Keynote Discussion: Wednesday, June 5th, 2019
11:00 am - 12:15 pm
Speakers: Dr. Owen Adams and Dr. Gregory P. Marchildon
National Pharmacare in Canada
More than half a century since the landmark report of the Royal Commission on Health Services (1961-64) a broad consensus has emerged that all Canadians should have access to prescription drugs regardless of their ability to pay. However, there is not such a degree of agreement on how to achieve this. On one hand the House of Commons Health Committee has recommended a single public payer approach that would put pharmacare on the same footing as the hospital and medical services know as Medicare. On the other the House of Commons Finance Committee has recommended a closing the gap approach that might involve a public-private mix of payers, such as the plan adopted by Quebec in 1990s.

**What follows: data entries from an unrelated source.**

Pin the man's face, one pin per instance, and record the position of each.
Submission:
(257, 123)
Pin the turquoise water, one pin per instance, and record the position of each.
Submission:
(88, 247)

The Advisory Committee on the Implementation of National Pharmacare is expected to report to the Government of Canada before the federal election in Fall 2019 on the following questions which Greg Marchildon and Owen Adams will discuss and debate in this special conference session:
Will the provinces and territories agree to buy into the national coordination necessary to support a single payer pharmacare plan?
What shape are federal and provincial/territorial finances in to support the transition costs to a single player plan?
What tradeoffs are Canadians willing to accept to achieve universal pharmacare in Canada (e.g drug formulary choices, increased taxes)
How attainable are the projected savings from a single payer plan (ranging from $4 billion to $7 billion) and over what time frame?
Gregory P. Marchildon is the the Ontario Research Chair in Health Policy and System Design at the University of Toronto where he holds at cross appointment at the Dalla Lana School of Public Health and the Munk School of Global Affairs and Public Policy. Institute of Health Policy, Management, and Evaluation, University of Toronto. He is also the Director of the North American Observatory on Health Systems and Policies.
He has published numerous books and articles on Canadian public policy, comparative health systems, and the evolution of Canadian medicare. He is the author of two editions of Health Systems in Transition: Canada published by the World Health Organization and the University of Toronto Press. In the 1990s, he served as a Deputy Minister in the Saskatchewan Government and was Cabinet Secretary and Deputy Minister to the Premier form 1996 until 2000. In 2001-02, he was Executive Director of the Royal Commission on the Future of Health Care in Canada chaired by the Hon. Roy Romanow.
Owen Adams is Chief Policy Advisor at the Canadian Medical Association (CMA), based in Ottawa, Ontario. Since joining the CMA in 1990 he has contributed to the associations research and policy development in areas such as physician human resources, health system financing and health reform. Prior to joining the CMA he spent 12 years in the Health Division of Statistics Canada. He holds a BA and MA in Sociology from Western University and a PhD in Population Health from the University of Ottawa.